Originally known as the “private option,” Arkansas Works was created by legislators and Gov. Mike Beebe’s administration in 2013. It was created after the U.S. Supreme Court ruled states could choose whether or not to expand their Medicaid populations under the Affordable Care Act, otherwise known as Obamacare.
Many Republican-leaning states chose not to expand their populations. Arkansas did, but instead of simply expanding Medicaid, it used mostly federal funds to purchase private health insurance for those lower-income individuals. A total of 235,962 individuals were enrolled March 1.
After Gov. Hutchinson was elected, he embraced the program, helping it each year attain the 75% support required in both the Arkansas House and Senate for funding. To help secure that support among skeptical lawmakers, the state requested and was granted a federal waiver allowing it to require non-exempt recipients to work 80 hours per month or engage in other community engagement activities.

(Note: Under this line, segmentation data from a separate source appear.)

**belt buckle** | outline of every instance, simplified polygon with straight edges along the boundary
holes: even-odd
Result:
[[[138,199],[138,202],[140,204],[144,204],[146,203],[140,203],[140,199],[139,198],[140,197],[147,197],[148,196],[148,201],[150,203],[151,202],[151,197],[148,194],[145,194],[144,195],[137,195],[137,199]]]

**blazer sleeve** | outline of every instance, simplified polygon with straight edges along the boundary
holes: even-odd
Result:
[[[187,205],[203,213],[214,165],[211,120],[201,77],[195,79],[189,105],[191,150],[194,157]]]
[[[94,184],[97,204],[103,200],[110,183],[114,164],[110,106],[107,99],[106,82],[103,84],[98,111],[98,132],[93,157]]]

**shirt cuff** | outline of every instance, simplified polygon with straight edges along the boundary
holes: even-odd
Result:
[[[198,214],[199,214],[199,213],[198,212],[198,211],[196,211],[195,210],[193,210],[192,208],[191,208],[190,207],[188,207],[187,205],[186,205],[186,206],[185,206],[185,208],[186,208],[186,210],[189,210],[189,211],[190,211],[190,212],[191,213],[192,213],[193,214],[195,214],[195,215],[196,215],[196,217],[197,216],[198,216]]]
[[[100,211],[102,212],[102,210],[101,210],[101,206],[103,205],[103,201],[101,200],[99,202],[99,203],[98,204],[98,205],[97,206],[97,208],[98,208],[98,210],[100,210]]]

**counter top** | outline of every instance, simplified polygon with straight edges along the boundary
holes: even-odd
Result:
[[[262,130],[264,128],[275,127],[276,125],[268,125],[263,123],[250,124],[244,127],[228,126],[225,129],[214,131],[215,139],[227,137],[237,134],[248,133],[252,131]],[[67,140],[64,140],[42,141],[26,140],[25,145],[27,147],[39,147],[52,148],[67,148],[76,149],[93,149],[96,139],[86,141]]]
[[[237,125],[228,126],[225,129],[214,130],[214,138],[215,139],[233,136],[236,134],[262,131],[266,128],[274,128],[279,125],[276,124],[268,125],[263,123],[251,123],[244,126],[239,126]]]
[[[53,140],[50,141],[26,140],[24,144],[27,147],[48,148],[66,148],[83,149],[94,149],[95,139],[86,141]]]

In 2018, 18,164 enrollees lost coverage for failing to meet the requirement. Of those, 1,452 of those recipients gained coverage in 2019, including 1,441 of them in Arkansas Works. More than 13,000 recipients of the state’s Arkansas Works program did not meet its work requirement in February.

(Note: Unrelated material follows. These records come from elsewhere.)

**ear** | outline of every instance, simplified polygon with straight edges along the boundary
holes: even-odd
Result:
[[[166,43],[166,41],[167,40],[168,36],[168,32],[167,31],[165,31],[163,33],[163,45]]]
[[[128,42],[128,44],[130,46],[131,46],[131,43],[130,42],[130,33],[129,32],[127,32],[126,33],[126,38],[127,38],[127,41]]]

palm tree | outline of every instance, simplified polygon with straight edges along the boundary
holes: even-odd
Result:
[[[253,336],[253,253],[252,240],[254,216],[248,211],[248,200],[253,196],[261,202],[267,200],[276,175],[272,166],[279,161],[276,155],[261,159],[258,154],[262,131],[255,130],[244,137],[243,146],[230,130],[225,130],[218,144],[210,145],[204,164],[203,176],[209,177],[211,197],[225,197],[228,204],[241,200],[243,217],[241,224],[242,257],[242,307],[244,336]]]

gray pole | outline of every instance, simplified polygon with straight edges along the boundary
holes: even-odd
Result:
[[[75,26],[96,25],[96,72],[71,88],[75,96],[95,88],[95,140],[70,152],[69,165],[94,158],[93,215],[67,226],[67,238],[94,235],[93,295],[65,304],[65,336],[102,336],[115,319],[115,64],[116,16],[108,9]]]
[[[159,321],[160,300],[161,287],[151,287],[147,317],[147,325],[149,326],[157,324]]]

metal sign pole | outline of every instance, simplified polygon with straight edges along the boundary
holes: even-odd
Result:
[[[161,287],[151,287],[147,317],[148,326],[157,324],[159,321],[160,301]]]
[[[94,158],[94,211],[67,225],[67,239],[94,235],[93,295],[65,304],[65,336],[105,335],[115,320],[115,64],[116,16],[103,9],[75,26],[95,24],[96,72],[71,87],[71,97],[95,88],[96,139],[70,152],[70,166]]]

Dr. Joe Thompson, director of the Arkansas Center for Health Improvement, said the judge “put a pretty hard lock on the door.”
“This is a pretty solid rebuke,” he said. “Now, obviously Kentucky and Arkansas and (the Trump administration) can appeal this judge’s rulings, and I would imagine will. But I think it puts a halt on the current Arkansas Works work and community engagement requirement as it’s currently deployed.”
U.S. Rep. Steve Womack issued a statement saying, “Today’s decision is another example of an activist, liberal judge trying to legislate from the bench. States have the right and authority to implement Medicaid programs and rules as they see fit. Work and community engagement requirements allow our most vulnerable to receive a hand up by equipping them with both the assistance and the tools needed to earn a job. This is about creating a system that not only helps those when they hit tough times, but also encourages them to get back on their feet. I hope this misguided decision will be overturned.”